1. Inactivated vaccines are used when attenuated vaccines cannot be generated safely or when an antibody response is sufficient for protection. Although the inactivated vaccine is predominantly used, a live vaccine is now licensed for influenza.
2. Treatment by passive immunization with antibody is like treating the infection with a drug that blocks the action of the tetanus toxin; it is immediate but lasts only approximately 2 months, until the antibody is cleared from the system. Active immunization establishes cells that produce an immune response that lasts longer and is stronger but takes time to establish.
3. The inactivated polio vaccine elicits a predominantly antibody (TH2) response.
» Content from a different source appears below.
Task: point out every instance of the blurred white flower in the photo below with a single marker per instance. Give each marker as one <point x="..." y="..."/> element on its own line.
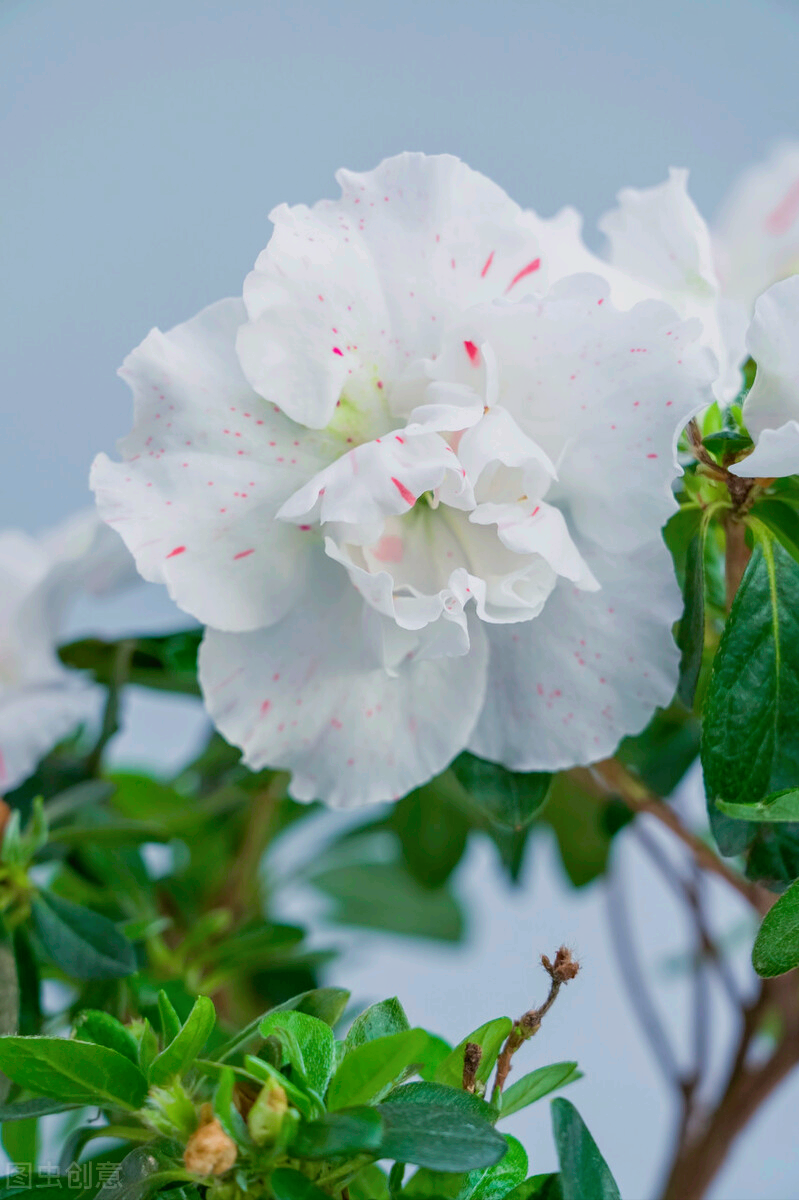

This antibody does not prevent infection but is sufficient to block the progression of a polio virus in the bloodstream from reaching its target tissue (muscle and brain) and hence prevents disease.
The oral vaccine infects the individual with attenuated mutants of the three types of poliovirus to initiate a natural response to each virus, including a secretory IgA response. The development of memory cells is stronger and more permanent.
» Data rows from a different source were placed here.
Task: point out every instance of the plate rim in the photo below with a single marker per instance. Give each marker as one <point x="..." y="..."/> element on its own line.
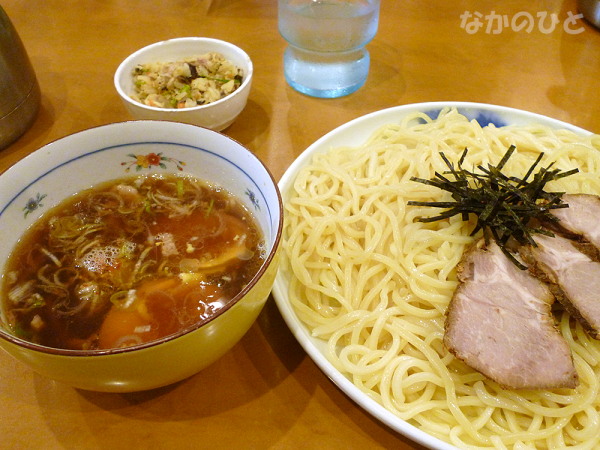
<point x="300" y="331"/>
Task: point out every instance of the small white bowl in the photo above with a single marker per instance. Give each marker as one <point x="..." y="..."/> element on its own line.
<point x="217" y="115"/>
<point x="85" y="159"/>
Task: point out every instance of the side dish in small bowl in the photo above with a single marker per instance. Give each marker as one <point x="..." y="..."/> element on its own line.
<point x="141" y="252"/>
<point x="201" y="81"/>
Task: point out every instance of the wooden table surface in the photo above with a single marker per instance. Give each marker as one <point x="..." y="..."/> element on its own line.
<point x="266" y="393"/>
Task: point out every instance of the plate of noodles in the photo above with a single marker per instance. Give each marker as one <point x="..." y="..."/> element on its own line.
<point x="364" y="286"/>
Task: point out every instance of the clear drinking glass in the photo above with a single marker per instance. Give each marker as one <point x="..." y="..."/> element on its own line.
<point x="327" y="57"/>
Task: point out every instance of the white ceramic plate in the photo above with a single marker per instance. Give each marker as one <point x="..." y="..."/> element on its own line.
<point x="352" y="134"/>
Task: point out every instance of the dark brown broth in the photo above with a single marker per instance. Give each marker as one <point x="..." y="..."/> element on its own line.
<point x="116" y="266"/>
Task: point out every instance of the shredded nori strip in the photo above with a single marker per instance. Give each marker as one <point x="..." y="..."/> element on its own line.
<point x="504" y="206"/>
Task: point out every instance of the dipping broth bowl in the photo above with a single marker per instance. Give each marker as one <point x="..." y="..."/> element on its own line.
<point x="85" y="159"/>
<point x="217" y="115"/>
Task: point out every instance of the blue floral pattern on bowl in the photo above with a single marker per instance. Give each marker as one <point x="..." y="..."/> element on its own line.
<point x="33" y="204"/>
<point x="484" y="118"/>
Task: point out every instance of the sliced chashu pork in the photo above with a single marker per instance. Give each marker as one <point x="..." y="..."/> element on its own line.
<point x="499" y="322"/>
<point x="581" y="218"/>
<point x="572" y="275"/>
4. Vaccines to these microbes have not been developed for the following reasons:
Rhinovirus: too many serotypes; other viruses cause similar disease; and the disease is not life threatening.
Herpes simplex virus: protection requires antibody- and cell-mediated immunity but must block the spread from the initial site of infection to the neuron and virus may be hidden from antibody at this time (other vaccines need only block viremic spread).
Respiratory syncytial virus: antibody- and cell-mediated immunity must be elicited; the virus can spread from cell to cell and escape antibody control; although there are limited strains, multiple viruses can cause similar disease.
5. These agents cause significant morbidity and mortality in the infected individual. There are limited serotypes for these agents, and stabile, safe, and relatively inexpensive vaccines can be developed.
Measles and smallpox are major killers for which there is only one serotype of virus. In addition, smallpox always causes visible disease, which allows quarantine to facilitate the success of a vaccine program.
Mumps is problematic but usually not life threatening, but there is only one serotype and an effective live vaccine was developed and can be administered with the measles and rubella vaccines.
The rubella vaccine was developed to reduce the onset of congenital disease. Again, there is only one serotype.
Tetanus vaccine is a toxoid that elicits antibody that prevents the action of the toxin. Tetanus is a prevalent life-threatening disease.
The acellular pertussis vaccine prevents whooping cough, a deadly infection in young children. Increased onset of this disease in teens and adults has prompted the development of a booster shot.